The supports include:

  • Dedicated pages on HSE.ie
  • Ongoing funding of the National Bereavement Support Line (Freephone 1800 80 70 77, 10am to 1pm)
  • Hospital resource packs
  • Commitment to funding five hospital-based Bereavement Liaison Officers to support bereaved families.


A broad public information campaign also begins today to help people understand their own grief and find support. It also provides advice for those supporting people dealing with a loss.

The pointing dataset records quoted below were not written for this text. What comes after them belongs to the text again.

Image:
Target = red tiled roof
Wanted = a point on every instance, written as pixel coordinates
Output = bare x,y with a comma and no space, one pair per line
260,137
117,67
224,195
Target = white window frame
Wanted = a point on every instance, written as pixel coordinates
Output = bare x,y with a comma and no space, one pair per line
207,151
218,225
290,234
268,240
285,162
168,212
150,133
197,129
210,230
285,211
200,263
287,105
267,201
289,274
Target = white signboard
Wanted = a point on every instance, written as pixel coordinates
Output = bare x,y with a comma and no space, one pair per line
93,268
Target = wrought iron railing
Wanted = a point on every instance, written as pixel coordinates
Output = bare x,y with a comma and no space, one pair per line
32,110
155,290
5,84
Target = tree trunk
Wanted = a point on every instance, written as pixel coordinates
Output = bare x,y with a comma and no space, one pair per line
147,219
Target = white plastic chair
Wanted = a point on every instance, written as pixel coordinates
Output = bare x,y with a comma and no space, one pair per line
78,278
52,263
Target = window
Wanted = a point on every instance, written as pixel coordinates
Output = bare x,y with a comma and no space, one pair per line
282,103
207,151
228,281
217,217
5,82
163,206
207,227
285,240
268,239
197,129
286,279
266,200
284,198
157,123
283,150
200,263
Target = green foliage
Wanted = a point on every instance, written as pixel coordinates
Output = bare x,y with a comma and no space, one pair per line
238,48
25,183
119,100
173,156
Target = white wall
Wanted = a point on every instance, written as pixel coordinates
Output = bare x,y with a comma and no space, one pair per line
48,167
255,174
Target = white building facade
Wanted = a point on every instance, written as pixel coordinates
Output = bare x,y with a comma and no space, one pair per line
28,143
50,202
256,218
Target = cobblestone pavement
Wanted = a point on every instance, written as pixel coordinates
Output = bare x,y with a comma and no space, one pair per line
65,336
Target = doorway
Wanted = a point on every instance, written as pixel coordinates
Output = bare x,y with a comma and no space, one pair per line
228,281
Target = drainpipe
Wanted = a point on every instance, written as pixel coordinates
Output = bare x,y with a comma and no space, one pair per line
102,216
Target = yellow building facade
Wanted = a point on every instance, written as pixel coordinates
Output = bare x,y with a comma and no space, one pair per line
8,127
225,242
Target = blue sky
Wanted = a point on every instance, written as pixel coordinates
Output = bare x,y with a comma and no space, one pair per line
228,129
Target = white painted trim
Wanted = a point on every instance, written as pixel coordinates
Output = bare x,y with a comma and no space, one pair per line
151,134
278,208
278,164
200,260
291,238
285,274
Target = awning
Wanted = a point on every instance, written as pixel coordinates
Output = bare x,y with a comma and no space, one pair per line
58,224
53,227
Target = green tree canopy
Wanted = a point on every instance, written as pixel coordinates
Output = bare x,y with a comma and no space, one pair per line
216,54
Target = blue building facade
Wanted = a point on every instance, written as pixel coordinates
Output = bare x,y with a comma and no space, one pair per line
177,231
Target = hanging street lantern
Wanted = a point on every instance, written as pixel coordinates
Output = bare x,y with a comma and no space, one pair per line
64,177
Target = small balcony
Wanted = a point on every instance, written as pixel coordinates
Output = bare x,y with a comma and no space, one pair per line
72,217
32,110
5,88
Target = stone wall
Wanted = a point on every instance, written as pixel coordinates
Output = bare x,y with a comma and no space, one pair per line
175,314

It is important that we increase knowledge about bereavement support available. The National Bereavement Support Line 1800 80 70 77  is available from 10am to 1pm, Monday to Friday. It provides a confidential space for people to talk or get support about bereavement. There are also staff-specific resources available from the Employee Assistance Programme (EAP).

Campaign key messages:

  1. Grief is a natural process which occurs after a bereavement or other types of loss.
  2. Grief experiences are different for everyone. There is no right or wrong way to grieve.
  3. There are not five stages of grief, it ebbs and flows. Some feelings might come occasionally or catch you by surprise. Others might be more persistent.
  4. There is no time limit to grieve – it takes the time it takes.
  5. There are lots of ways to people can develop their own personal coping strategies.
  6. There is no hierarchy of grief. Grief is not time sensitive and it can trigger other grief.
  7. The Covid 19 Pandemic has made grieving more difficult for bereaved people. Bereaved individuals and families may not have their usual expected supports through bereavement, this is especially important considering older people that were cocooning and unable to visit loved ones.
  8. If your grief feels continuous for a long time, and your feelings get harder to cope with over time (rather than gradually easier), it is important to seek professional support and advice. Talk with your GP about how you are feeling – especially if your feelings get harder to cope with over time or if you feel prolonged agitation, depression, guilt or despair.